How to use tensorflow ctc beam search properly?

2.2k views Asked by At

I want to perform CTC Beam Search on (the output of an ASR model that gives) matrices of phoneme probability values. Tensorflow has a CTC Beam Search implementation but it's poorly documented and I fail to make a working example. I want to write a code to use it as a benchmark.

Here is my code so far:

import numpy as np
import tensorflow as tf

def decode_ctcBeam(matrix, classes):
      matrix = np.reshape(matrix, (matrix.shape[0], 1,matrix.shape[1]))
      aa_ctc_blank_aa_logits = tf.constant(matrix)
      sequence_length = tf.constant(np.array([len(matrix)], dtype=np.int32))

      (decoded_list,), log_probabilities = tf.nn.ctc_beam_search_decoder(inputs=aa_ctc_blank_aa_logits,
                                          sequence_length=sequence_length,
                                          merge_repeated=True,
                                          beam_width=25)

      out = list(tf.Session().run(tf.sparse_tensor_to_dense(decoded_list)[0]))    
      print(out)

      return out

if __name__ == '__main__':
    classes = ['AA', 'B', 'CH']
    mat = np.array([[0.4, 0, 0.6, 0.2], [0.4, 0, 0.6, 0.2]], dtype=np.float32)

    actual = decode_ctcBeam (mat, classes)

I'm having issues with understanding the code:

  • in the example mat is shaped (2, 4), but the tensorflow module needs a (2, 1, 4) shape, so I reshape mat with matrix = np.reshape(matrix, (matrix.shape[0], 1,matrix.shape[1])) but what does this mean mathematically? is mat and matrix the same? Or I'm mixing things up here? 1 in the middle is the batch size in my understanding.
  • the decode_ctcBeam function returns with a list, in the example it gives [2], which should mean 'CH' from the defined classes. How do I generalize this and find the recognized phoneme sequences if I have a larger input matrix and let's say 40 phonemes?

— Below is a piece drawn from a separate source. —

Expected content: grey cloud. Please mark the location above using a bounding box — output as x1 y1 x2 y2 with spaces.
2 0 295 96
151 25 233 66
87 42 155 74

Looking forward to your answers / comments! Thanks!

2

There are 2 answers

0
dzsezusz On

So, I've made some progress since I asked the question, but still haven't figured out how to use the Tensorflow has a CTC Beam Search properly. It seams that setting the top_paths = 1 and beam_width = 1 does give back the greedy search expected output in a list of ints, that can be easily transformed into required phonemes stored in classes. The output in this case is:

-------Greedy---------

Output int list

[1, 22, 39, 14, 32, 8]

['AE', 'N', ' ', 'G', 'UH', 'D']

In the case of Beam Search the results are bad

-------Beam Search----------

Output int list

[26, 19, 9, 28, 5, 0, 2, 31, 1, 22, 39, 14, 32, 20, 8, 16, 39, 30, 37, 8]

['P', 'K', 'DH', 'S', 'AY', 'AA', 'AH', 'TH', 'AE', 'N', ' ', 'G', 'UH', 'L', 'D', 'IH', ' ', 'T', 'Z', 'D']

The reference is 'I'm good'. The list of [1, 22, 39, 14, 32, 8] is inside the Beam search result, the other parts should be the alternative roots? It's pretty suspicious to me. Anyone have any ideas?

import numpy as np
import tensorflow as tf
import Classes

def decode_ctcBeam(matrix, classes):  
    matrix = np.reshape(matrix, (matrix.shape[0], 1,matrix.shape[1]))
    aa_ctc_blank_aa_logits = tf.constant(matrix)
    sequence_length = tf.constant(np.array([len(matrix)], dtype=np.int32))
    
    (decoded_list,), log_probabilities = tf.nn.ctc_beam_search_decoder(inputs=aa_ctc_blank_aa_logits,
                                              sequence_length=sequence_length,
                                              merge_repeated=True,
                                              top_paths=1,
                                              beam_width=4)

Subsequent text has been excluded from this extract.